«Camarades, dit-il en se relevant, je suis à bout... Déjà, tout à l’heure, j’étais décidé à l’action... Ce que nous avons vu me confirme dans mon projet... On est venu ici... c’est une raison de plus de se hâter, car on peut revenir, et ce qu’on n’a pas trouvé aujourd’hui, on peut le trouver demain.
La voix de Dorick était fébrile, sa parole haletante, ses gestes violents. Visiblement, il était à bout, ainsi qu’il le disait.
A l’exception de Sirdey qui demeura impassible, les autres approuvèrent bruyamment.
—Pour quand, l’opération? demanda Fred Moore.

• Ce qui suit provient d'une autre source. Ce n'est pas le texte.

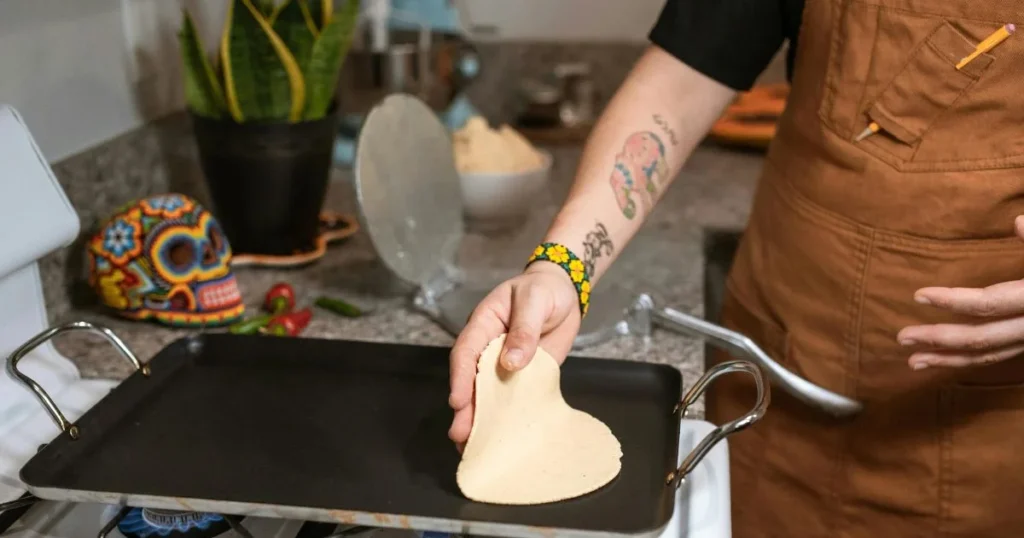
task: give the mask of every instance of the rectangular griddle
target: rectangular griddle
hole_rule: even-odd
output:
[[[678,370],[568,360],[565,400],[620,439],[622,472],[573,500],[498,506],[469,501],[456,486],[460,456],[446,436],[449,353],[313,338],[185,337],[75,424],[63,423],[22,480],[51,500],[476,535],[662,530],[676,491],[666,479],[678,464]],[[17,375],[16,360],[8,369]]]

—Pour ce soir même... répondit Dorick.
Il ajouta, hachant les mots comme un homme dominé par ses nerfs:
—J’ai bien réfléchi... Puisque nous n’avons pas d’armes, je m’en fabriquerai... Une bombe... ce soir même... en comprimant par couches successives de la poudre entre des toiles trempées dans du goudron... C’est pour cela que j’ai besoin de feu... pour faire fondre le goudron... Certes, ma bombe ne vaudra pas les engins perfectionnés à mouvement d’horlogerie ou à renversement... Mais on fait ce qu’on peut... Je ne suis pas un chimiste, moi... Telle quelle, d’ailleurs, elle fera son effet... Une mèche la traversera de part en part... La mèche durera trente secondes... J’en ai fait l’expérience... Juste le temps d’allumer et de lancer...
Les auditeurs de Dorick étaient frappés malgré eux de son air étrange. Son regard était brûlant et, dans une certaine mesure, égaré. Lewis Dorick était-il donc fou?

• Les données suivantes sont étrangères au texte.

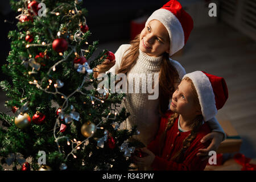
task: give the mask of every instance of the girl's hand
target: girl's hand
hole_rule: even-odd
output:
[[[196,154],[197,156],[205,156],[202,161],[210,158],[209,152],[210,151],[217,151],[220,143],[223,140],[224,135],[220,132],[213,131],[204,136],[201,140],[201,143],[205,143],[208,140],[211,140],[212,142],[207,148],[201,148],[199,150],[199,152]]]
[[[96,71],[93,73],[94,77],[96,78],[100,73],[105,73],[113,67],[115,64],[115,60],[110,61],[109,59],[105,59],[101,64],[97,65],[93,69],[94,71]]]
[[[136,164],[142,166],[150,166],[155,159],[155,155],[146,147],[141,148],[141,151],[147,154],[148,155],[144,158],[138,158],[134,156],[135,162]]]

Non, il n’était pas fou, ou du moins il ne l’était pas au sens pathologique du mot. Si toute sa vie d’amertume et d’envie lui remontait aux lèvres à cette heure et donnait à son attitude cette fébrilité, il gardait autant de lucidité qu’en peut conserver un homme devenu la proie de la fureur.
—Qui la jettera, cette bombe? demanda Sirdey froidement.